# 45 gallon tall fish tank.. Love ideas and insight!!



## NFCRattie (Jan 25, 2016)

To get more fish or would it be able to become a hamster haven? 

Im thinking it would be awesome to see the tunneling and stuff. but, want to do research and make sure that the ventilation and the hamster(s) would be safe. ( robos can be kept in little groups

I grew up with hamsters and even had an accident litter. It was an awesome experience to take care of them all and watch them grow up!


----------



## Asiposea (Dec 16, 2016)

That's a good tank for a vivarium! Nice and tall!


----------



## NFCRattie (Jan 25, 2016)

Asiposea said:


> That's a good tank for a vivarium! Nice and tall!

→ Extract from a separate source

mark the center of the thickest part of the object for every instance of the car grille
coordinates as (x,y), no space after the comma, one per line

It is an awesome aquarium! I just dont want to get anymore fish atm as I lost my goldfish a few years back and more recently my betta fish ( a year ago). I would love to do a vivarium but, I have never had reptiles before and dont know how to take care of them lol!


----------



## NFCRattie (Jan 25, 2016)

super excited! Just emptied out the tank and cleaned it out/ Disinfected it. Bought some treats, a hideaway, and going out tomorrow to pick some stuff up for my hedgehog and bunny! Im going to be getting a Robo hamster very soon. Of course, I looked today and fell in love with one.Hopefully, she is still there when the tank is all set up


----------



## sammyterror (Feb 22, 2017)

Crabs and snails make great tank fillers <3


----------